The headache was real enough, as the scarab—furious for some reason—burrowed itself back into the deepest recesses of my brain.
“Oh, my darling boy,” cried Martha R—— and hugged me to her bosom. Some time later, I fell asleep like that, with my head still on her swollen breast.
T
HE BOOK I WAS WRITING
during this period was titled
Man and Wife
. The theme of it was how a man might be trapped into a terrible marriage.
I had recently read a report on marriage in our kingdom published the year before by the Royal Commission; astoundingly, the Commission sanctioned the Scottish law which legalised marriage by consent and then
defended
these marriages by pointing out that they were “wronged-women’s ways” of capturing men with dishonourable intentions towards them. I underlined and then wrote in the margins of the report—
“That they act, on certain occasions, in the capacity of a trap to catch a profligate man!!!!”
The four exclamation marks may seem excessive to you, Dear Reader, but I assure you that they were a profound understatement of my emotion at this absurd and obscene twisting of the law to aid a man-hungry wench. The idea of being trapped into marriage—with the consent and help of the Crown!—was a Horror beyond imagining to me. It was a Horror beyond the Entity in the servants’ stairway at Number
90
Gloucester Place.
But I knew that I could never write the book from the point of view of a victimised man. The Reading Public in 1869—nay, the General Public—simply would never see the pathos and tragedy of such a trap inflicted on a man they hypocritically would call a “cad” (even while the majority of those male readers and that male public had a similar “profligate” history).
So I cleverly turned my victimised male into a frail but very high-class and highbred lady trapped—by a mere moment’s indiscretion—into a forced marriage to a brute.
I made the brute not only an Oxford man (oh, how I hated Oxford and everything it represented!!) but an Oxford athlete.

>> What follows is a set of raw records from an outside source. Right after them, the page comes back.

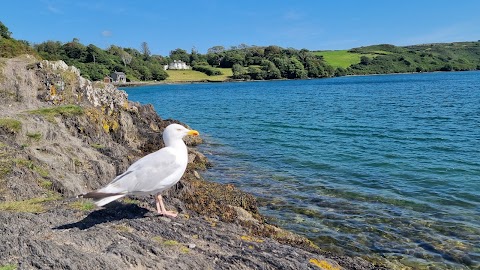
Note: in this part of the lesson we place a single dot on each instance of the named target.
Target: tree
(239, 72)
(216, 49)
(365, 60)
(145, 50)
(180, 54)
(271, 71)
(4, 33)
(126, 58)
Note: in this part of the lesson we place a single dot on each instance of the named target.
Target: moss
(249, 238)
(32, 166)
(35, 136)
(65, 110)
(34, 205)
(322, 264)
(8, 267)
(10, 125)
(46, 184)
(123, 228)
(97, 146)
(6, 162)
(83, 205)
(131, 201)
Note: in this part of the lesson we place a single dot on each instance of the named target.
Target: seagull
(151, 174)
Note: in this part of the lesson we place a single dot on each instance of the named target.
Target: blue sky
(201, 24)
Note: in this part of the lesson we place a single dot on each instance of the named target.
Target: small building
(107, 79)
(118, 77)
(176, 64)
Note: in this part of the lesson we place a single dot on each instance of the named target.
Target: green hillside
(386, 58)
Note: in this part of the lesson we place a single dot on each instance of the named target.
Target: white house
(176, 64)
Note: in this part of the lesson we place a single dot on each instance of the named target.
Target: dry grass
(197, 76)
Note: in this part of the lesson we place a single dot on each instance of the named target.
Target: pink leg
(161, 207)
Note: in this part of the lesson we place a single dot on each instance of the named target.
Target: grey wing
(146, 174)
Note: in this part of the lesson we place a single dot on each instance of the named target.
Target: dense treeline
(384, 59)
(248, 62)
(9, 47)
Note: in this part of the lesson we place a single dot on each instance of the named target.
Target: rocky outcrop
(62, 135)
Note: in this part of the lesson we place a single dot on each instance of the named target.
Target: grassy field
(344, 58)
(341, 58)
(196, 76)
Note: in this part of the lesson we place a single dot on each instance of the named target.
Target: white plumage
(151, 174)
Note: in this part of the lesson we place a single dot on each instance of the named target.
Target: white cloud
(106, 33)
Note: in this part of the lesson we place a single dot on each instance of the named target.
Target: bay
(384, 167)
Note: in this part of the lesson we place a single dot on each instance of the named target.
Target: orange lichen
(322, 264)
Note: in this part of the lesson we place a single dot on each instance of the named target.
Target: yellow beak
(193, 133)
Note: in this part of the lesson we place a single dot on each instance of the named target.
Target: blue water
(383, 167)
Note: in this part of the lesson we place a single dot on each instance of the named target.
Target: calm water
(385, 167)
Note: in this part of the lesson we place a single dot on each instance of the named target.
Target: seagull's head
(175, 132)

This last aspect of the brute’s character was a stroke of genius, if I do say so myself. You must understand, Dear Reader from the impossibly distant future, that at this time in England, the idiocy of exercise and the absurdity of sports had melded with the hypocrisies of religion to create a monstrosity called “Muscular Christianity.” The idea that good Christians should be “muscular” and throw themselves into any number of mindless, brutish sports was all the rage. More than the rage, Muscular Christianity was both an exercise in Mr Darwin’s insights and an explanation of why England’s Empire had the right to rule the world and all the weak little brown people in it. It was Superiority personified in barbells and track meets and fields of fools jumping and hopping and pushing themselves up and down. The proselytising for this Muscular Christianity belched out from the newspapers, the magazines, and the pulpits. And Oxford and Cambridge—those Grand Old English nurseries for pedantic dolts—embraced it with all their usual arrogant vigour.
So you see why I took such joy in tossing this fad right in the face of my unsuspecting readership. I might be the only one to know that my trapped and abused heroine was really the captured male, but my Oxford brute would create quite enough controversy.

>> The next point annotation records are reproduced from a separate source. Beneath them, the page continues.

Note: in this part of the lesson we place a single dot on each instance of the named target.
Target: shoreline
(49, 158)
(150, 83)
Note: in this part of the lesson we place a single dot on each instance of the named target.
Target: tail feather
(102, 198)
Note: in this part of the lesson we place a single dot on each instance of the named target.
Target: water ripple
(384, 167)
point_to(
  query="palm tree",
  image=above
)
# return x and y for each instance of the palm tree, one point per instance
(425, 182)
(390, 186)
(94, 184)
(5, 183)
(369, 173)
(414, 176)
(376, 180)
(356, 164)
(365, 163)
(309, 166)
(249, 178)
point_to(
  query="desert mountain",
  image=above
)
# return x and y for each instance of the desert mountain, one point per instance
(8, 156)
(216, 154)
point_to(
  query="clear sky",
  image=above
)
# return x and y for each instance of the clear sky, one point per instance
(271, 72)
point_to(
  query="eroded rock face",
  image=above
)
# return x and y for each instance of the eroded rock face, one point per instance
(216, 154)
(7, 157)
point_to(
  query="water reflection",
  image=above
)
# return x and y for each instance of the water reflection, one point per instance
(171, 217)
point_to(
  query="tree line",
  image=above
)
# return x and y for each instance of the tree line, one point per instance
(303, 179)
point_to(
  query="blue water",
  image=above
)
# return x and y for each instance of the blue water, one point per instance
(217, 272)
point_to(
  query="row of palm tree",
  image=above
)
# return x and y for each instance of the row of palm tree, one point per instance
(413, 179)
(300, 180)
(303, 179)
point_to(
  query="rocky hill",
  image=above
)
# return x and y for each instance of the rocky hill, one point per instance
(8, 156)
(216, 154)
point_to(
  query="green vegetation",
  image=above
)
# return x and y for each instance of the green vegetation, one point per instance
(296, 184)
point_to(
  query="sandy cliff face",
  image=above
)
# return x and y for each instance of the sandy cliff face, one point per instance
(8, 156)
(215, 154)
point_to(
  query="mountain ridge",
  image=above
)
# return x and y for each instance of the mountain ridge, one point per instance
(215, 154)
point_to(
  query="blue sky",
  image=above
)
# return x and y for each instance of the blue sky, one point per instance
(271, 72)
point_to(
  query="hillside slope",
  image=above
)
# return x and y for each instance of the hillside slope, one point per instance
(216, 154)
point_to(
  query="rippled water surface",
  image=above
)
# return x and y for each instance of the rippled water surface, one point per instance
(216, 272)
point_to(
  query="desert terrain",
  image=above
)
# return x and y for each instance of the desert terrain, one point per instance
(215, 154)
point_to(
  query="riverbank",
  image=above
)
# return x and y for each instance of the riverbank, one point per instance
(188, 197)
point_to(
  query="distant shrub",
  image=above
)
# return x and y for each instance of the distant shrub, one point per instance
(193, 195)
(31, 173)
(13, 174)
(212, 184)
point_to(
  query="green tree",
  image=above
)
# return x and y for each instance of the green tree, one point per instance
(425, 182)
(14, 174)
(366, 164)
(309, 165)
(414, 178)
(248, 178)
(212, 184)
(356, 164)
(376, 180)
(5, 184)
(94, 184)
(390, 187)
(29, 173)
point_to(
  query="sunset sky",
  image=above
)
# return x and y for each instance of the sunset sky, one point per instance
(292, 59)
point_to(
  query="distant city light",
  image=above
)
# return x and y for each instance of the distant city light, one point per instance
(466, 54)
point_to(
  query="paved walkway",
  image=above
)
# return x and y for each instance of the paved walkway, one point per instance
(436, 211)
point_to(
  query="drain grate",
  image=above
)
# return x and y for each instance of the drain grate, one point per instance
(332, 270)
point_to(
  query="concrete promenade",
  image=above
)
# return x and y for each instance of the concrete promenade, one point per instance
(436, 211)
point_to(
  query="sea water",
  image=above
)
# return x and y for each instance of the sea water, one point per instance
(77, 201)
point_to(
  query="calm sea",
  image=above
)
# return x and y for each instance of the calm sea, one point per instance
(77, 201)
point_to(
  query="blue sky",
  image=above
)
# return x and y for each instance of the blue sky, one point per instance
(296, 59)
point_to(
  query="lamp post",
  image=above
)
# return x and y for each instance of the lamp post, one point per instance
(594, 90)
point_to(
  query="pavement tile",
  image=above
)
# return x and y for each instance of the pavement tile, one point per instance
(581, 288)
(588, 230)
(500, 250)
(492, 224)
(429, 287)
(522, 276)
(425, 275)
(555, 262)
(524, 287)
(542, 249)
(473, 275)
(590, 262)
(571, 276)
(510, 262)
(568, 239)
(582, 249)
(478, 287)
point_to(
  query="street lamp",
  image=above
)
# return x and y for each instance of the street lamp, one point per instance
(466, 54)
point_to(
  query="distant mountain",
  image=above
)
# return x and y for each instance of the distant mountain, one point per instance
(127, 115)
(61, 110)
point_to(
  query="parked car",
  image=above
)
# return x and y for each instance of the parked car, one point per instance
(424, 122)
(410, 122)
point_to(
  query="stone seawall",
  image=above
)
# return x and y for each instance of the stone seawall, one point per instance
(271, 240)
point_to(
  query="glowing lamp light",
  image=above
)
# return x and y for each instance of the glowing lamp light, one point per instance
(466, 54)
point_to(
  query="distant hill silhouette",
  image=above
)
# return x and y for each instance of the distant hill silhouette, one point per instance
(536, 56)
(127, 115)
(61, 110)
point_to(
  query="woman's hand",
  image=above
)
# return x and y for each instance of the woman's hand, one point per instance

Even in the early stages of writing
Man and Wife,
I made enemies through it. Frank Beard’s children and Fred Lehmann’s children—all of whom had loved me and whom I had entertained many a time by telling ripping yarns of classic prizefights and by describing the massive biceps of England’s champion, Tom Sayers—heard about my Oxford brute and were furious with me. It was a betrayal to them.

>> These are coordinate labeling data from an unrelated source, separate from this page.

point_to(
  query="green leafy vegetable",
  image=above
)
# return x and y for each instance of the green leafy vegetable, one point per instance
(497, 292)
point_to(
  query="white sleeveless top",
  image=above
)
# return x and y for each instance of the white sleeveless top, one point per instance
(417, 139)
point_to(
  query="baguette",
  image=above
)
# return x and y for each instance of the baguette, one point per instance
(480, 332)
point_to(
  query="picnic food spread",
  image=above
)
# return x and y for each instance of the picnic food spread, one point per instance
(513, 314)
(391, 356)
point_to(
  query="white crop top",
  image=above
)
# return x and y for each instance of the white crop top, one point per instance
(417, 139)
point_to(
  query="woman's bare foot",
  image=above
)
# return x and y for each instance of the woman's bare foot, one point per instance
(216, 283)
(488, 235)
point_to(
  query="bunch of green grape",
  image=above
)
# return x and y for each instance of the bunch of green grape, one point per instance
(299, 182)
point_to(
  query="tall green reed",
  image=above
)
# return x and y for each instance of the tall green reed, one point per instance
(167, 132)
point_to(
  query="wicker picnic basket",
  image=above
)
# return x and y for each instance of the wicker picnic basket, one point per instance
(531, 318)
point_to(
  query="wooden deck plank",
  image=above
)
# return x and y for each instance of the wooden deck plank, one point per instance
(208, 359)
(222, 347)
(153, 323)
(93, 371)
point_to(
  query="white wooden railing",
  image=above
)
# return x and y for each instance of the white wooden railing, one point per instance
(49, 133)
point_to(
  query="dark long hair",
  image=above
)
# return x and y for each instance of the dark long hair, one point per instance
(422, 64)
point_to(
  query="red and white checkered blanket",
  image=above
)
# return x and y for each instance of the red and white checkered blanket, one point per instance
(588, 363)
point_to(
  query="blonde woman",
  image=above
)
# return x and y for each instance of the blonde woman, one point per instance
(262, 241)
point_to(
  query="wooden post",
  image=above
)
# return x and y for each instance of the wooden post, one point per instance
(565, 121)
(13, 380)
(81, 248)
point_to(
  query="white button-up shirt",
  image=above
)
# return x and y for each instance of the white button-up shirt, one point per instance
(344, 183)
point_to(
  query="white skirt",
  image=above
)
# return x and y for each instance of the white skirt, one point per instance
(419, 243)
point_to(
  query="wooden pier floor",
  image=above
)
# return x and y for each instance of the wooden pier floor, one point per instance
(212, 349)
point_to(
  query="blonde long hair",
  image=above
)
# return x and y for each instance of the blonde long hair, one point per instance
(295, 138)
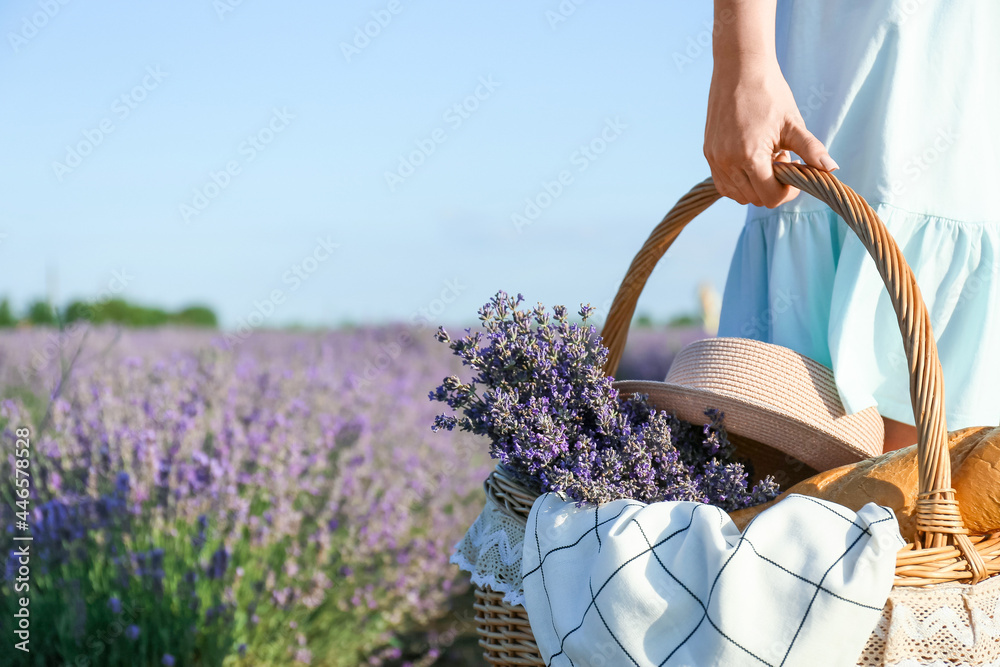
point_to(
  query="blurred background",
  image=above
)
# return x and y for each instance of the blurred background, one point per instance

This made me laugh all the more as I pressed Frank Beard into taking me out to various pugilistic and team sport training camps where he served as attending physician from time to time. There I would press the trainers and others for stories of how unhealthy this muscular life truly was—how it turned the athletes into brutes as surely as a return to Darwin’s jungle would—and, through Beard, I hurled questions at the camp doctors about physical and mental breakdowns due to such training. Being out in the sunlight and taking such notes was difficult work for me, but I got through it by sipping from my laudanum flask at least hourly.